Verse 7
This verse gives the reason for the exhortation in 2 John 1:6 and links what follows with 2 John 1:4-6.
". . . the wandering prophets and preachers did present a problem. Their position was one which was singularly liable to abuse. They had an enormous prestige; and it was possible for the most undesirable characters to enter into a way of life in which they moved from place to place, living in very considerable comfort at the expense of the local congregations. A clever rogue could make a very comfortable living as an itinerant prophet. Even the pagan satirists saw this. Lucian, the Greek writer, in his work called the Peregrinus, draws the picture of a man who had found the easiest possible way of making a living without working. He was an itinerant charlatan who lived on the fat of the land by travelling [sic] round the various communities of the Christians, and settling down wherever he liked, and living luxuriously at their expense." [Note: Barclay, p. 156.]
Erroneous teaching had already begun to proliferate in the early church (e.g., Gnosticism, Docetism, Cerinthianism, etc.; cf. 1 John 2:18; 1 John 2:22-23; 1 John 2:27; 1 John 4:1-3). The common error was Christological. The false teachers regarded Jesus as something other than God’s Anointed One who had come in the flesh (cf. 1 John 5:1). "Coming" in the flesh means having come and continuing in flesh. This is the true view of the Incarnation. Jesus was and continues to be fully God and fully man.
"Christ is never said to come into flesh, but in flesh; the former would leave room for saying that deity was united with Jesus sometime after his birth." [Note: Charles C. Ryrie, "The Second Epistle of John," in The Wycliffe Bible Commentary, p. 1480.]
"The incarnation was more than a mere incident, and more than a temporary and partial connection between the Logos and human nature. It was the permanent guarantee of the possibility of fellowship, and the chief means by which it is brought about." [Note: A. E. Brooke, A Critical and Exegetical Commentary on the Johannine Epistles, p. 175.]
This type of false teacher is a deceiver as well as opposed to Christ. John did not mean that such a person was the end-time Antichrist.
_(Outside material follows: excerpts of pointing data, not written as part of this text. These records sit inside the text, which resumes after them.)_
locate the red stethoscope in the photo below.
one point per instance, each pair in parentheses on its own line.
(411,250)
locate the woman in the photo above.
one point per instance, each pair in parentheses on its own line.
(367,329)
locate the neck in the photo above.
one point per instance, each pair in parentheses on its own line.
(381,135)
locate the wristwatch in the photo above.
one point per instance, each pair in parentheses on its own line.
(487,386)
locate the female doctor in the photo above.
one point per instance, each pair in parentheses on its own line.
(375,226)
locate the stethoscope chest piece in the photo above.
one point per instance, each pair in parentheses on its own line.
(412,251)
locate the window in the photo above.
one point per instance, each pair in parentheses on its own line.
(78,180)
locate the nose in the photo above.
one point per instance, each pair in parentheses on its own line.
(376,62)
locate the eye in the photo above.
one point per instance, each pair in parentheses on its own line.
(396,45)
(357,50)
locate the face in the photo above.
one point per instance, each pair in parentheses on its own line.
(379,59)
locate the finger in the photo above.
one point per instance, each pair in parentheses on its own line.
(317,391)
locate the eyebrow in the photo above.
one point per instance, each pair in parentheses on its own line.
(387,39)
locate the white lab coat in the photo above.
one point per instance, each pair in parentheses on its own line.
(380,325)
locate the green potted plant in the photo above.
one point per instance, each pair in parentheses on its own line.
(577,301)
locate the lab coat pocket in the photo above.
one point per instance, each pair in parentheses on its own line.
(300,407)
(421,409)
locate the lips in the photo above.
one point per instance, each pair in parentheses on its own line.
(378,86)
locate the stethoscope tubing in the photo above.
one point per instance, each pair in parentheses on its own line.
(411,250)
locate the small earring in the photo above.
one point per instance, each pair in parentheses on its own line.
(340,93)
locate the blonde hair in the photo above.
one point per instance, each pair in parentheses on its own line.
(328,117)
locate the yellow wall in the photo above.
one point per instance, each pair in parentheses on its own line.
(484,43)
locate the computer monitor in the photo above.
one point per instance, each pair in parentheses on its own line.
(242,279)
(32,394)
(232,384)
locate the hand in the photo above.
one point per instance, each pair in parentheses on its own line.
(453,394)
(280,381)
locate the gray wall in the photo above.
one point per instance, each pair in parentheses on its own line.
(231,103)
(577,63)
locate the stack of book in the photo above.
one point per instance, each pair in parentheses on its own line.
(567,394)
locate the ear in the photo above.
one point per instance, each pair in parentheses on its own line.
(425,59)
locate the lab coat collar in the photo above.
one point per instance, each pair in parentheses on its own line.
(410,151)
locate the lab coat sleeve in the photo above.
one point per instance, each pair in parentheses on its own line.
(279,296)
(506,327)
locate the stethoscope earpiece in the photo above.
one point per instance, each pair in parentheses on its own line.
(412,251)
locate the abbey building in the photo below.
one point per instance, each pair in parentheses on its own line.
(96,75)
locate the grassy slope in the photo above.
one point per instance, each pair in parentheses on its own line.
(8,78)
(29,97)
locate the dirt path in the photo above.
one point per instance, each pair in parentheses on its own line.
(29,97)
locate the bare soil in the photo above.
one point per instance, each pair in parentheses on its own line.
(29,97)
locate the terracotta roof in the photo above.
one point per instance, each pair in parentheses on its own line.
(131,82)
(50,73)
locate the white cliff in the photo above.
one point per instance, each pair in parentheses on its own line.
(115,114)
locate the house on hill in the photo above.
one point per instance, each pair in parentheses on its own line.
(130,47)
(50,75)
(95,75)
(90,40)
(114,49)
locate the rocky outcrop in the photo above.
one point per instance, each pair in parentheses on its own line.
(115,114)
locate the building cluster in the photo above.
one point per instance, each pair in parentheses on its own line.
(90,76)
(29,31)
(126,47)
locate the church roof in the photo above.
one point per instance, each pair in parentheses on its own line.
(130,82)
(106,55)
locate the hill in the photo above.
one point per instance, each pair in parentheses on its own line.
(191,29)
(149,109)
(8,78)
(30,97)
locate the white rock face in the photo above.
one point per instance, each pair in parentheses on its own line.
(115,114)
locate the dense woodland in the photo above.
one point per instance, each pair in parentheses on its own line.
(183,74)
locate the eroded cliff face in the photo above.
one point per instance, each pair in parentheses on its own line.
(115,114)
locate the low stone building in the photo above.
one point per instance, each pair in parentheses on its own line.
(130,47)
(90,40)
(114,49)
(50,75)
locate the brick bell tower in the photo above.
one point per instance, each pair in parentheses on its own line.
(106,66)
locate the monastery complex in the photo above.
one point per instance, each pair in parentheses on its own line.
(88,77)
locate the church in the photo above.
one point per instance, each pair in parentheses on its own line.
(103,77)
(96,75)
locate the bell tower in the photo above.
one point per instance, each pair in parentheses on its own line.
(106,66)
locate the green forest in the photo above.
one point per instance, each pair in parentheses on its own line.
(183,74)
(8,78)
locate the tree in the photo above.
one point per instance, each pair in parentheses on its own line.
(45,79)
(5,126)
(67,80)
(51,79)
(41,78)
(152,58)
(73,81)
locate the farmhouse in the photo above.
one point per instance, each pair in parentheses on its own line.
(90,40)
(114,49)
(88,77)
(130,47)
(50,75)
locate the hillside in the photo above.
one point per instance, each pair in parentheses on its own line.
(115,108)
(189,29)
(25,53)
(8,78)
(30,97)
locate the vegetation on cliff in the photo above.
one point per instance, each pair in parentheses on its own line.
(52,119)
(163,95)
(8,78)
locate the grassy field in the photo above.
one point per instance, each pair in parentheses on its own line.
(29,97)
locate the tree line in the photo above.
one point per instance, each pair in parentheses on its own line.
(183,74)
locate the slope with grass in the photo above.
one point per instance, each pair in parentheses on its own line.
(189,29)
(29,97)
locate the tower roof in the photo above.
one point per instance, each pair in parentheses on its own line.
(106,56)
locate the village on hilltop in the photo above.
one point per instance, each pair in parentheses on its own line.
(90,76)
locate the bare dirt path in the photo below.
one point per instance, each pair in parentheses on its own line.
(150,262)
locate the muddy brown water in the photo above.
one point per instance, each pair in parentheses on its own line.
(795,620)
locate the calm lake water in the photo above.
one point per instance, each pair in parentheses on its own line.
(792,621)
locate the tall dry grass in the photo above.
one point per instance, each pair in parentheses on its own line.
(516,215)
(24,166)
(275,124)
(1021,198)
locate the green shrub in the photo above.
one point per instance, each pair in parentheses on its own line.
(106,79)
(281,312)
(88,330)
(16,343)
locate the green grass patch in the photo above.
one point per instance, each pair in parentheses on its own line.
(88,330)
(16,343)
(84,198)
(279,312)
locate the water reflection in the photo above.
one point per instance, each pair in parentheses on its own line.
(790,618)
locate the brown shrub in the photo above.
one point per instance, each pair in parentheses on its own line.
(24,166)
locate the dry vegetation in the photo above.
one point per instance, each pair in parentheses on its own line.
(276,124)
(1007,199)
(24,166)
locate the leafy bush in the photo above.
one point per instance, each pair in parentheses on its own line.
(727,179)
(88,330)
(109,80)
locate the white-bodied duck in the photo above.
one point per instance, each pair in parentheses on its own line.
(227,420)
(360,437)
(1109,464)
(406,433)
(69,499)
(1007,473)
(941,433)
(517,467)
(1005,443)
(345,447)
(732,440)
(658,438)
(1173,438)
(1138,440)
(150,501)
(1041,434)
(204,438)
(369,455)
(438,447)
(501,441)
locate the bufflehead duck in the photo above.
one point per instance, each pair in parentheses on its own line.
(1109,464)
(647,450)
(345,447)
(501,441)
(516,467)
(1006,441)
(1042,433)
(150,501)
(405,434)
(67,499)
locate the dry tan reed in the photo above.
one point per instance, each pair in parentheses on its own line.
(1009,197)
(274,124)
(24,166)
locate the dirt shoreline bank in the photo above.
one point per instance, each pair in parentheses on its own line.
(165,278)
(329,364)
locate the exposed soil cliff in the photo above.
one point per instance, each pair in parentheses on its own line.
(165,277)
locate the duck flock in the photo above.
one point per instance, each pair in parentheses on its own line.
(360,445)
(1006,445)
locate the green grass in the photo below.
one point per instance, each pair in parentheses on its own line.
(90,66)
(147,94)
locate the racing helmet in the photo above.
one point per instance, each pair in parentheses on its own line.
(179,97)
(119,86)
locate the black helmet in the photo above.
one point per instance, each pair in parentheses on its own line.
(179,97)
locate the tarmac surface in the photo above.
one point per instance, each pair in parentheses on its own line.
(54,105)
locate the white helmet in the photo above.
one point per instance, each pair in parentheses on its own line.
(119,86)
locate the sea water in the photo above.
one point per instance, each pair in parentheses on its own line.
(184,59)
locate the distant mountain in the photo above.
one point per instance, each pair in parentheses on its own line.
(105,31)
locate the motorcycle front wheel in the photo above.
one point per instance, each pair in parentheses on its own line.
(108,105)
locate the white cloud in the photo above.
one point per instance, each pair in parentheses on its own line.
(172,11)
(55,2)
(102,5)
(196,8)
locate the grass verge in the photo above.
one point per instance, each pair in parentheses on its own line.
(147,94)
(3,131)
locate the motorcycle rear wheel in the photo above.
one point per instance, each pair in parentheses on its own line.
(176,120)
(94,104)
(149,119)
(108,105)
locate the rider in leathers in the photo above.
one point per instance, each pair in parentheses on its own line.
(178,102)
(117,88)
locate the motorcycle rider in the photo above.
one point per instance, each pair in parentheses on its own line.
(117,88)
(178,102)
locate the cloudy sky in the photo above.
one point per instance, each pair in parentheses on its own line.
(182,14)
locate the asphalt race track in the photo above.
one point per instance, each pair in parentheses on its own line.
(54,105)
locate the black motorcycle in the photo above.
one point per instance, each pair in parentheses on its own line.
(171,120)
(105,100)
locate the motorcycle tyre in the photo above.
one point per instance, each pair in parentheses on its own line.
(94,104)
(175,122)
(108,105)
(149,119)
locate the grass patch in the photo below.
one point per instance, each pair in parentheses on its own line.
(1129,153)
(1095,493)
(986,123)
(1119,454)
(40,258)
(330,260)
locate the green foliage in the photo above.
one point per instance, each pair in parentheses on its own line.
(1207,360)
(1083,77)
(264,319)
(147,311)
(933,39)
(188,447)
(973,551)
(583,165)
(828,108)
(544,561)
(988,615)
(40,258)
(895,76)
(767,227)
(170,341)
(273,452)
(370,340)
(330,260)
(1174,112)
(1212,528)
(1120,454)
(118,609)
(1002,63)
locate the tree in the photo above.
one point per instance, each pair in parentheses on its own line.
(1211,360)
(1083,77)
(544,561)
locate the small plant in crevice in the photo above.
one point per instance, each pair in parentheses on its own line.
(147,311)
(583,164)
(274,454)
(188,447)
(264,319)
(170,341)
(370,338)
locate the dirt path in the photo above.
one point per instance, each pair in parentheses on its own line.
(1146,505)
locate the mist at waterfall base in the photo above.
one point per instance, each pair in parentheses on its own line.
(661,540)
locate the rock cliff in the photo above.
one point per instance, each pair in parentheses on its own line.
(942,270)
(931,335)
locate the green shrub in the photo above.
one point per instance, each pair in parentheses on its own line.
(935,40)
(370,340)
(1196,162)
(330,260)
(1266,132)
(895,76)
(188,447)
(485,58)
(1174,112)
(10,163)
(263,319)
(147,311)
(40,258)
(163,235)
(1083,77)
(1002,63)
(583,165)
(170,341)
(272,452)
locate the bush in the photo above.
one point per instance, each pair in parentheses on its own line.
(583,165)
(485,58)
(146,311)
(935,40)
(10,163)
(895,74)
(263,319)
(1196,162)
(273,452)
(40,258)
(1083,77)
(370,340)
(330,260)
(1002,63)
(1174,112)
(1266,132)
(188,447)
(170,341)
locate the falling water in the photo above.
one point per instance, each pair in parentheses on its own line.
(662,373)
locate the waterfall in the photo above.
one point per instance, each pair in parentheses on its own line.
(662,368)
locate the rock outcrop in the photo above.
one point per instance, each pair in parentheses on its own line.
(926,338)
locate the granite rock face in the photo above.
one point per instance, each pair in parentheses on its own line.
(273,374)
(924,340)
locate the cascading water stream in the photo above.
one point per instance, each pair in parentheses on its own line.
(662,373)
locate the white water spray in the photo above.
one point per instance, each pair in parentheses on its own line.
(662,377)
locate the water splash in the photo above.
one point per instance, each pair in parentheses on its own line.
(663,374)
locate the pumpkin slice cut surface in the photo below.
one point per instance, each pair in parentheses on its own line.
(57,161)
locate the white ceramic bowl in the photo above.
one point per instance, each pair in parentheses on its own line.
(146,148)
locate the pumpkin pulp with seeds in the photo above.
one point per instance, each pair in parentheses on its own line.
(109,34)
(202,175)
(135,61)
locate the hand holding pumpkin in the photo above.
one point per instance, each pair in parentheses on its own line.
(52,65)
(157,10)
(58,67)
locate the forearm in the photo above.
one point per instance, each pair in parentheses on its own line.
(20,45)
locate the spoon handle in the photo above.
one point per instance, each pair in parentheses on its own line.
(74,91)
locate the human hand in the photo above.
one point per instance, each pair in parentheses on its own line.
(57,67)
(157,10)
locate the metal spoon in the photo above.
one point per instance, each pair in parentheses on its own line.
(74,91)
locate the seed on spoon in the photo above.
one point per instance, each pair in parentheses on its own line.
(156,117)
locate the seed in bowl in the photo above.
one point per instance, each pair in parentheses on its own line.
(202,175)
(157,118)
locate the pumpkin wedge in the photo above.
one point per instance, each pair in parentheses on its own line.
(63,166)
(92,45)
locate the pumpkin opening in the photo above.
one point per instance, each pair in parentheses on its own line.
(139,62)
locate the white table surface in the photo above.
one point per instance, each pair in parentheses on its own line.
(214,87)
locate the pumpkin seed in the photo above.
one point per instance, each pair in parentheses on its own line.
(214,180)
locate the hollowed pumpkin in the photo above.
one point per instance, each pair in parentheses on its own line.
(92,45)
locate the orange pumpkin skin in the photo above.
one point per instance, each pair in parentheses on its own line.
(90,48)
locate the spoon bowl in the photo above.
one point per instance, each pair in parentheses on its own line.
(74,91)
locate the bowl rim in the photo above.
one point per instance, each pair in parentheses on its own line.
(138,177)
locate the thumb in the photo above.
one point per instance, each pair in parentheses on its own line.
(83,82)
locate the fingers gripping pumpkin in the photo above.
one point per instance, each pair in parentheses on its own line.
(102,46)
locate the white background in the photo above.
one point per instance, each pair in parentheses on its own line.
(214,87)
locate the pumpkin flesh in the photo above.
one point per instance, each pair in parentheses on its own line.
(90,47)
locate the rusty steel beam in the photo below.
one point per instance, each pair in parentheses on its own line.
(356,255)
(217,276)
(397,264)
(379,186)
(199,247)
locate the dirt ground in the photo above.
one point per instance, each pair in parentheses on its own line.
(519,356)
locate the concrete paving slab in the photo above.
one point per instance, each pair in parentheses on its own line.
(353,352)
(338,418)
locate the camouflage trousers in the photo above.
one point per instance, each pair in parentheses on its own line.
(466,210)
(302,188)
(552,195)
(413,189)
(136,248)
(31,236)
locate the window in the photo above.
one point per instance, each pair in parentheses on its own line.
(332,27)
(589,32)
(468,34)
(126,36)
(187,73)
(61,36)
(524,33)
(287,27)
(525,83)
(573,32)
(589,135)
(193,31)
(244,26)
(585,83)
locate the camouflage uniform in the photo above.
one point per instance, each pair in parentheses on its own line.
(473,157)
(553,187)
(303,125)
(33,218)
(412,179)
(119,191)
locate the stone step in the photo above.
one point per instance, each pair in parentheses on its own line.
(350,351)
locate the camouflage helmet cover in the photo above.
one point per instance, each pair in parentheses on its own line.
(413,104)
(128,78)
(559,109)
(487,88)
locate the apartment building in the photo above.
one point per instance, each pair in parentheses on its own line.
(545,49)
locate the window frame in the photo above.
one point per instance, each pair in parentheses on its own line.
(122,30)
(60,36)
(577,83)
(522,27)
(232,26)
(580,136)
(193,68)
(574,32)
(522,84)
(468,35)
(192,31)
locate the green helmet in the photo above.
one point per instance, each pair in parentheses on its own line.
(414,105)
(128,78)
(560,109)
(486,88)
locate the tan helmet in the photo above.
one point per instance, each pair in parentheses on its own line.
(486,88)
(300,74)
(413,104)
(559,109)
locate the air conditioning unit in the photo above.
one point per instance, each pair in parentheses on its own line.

The use of the definite article in Greek, translated "the," used with an unnamed individual as here, sometimes translates better with the English indefinite article "a" or "an." That understanding of this statement is preferable here in view of other Scriptures that indicate the end-time Antichrist has yet to appear (e.g., Daniel 11; 2 Thessalonians 2).
"The elder says that anybody who denies the truth is a very antichrist, just as we might speak of a supremely evil person as ’the very devil.’" [Note: Marshall, p. 71.]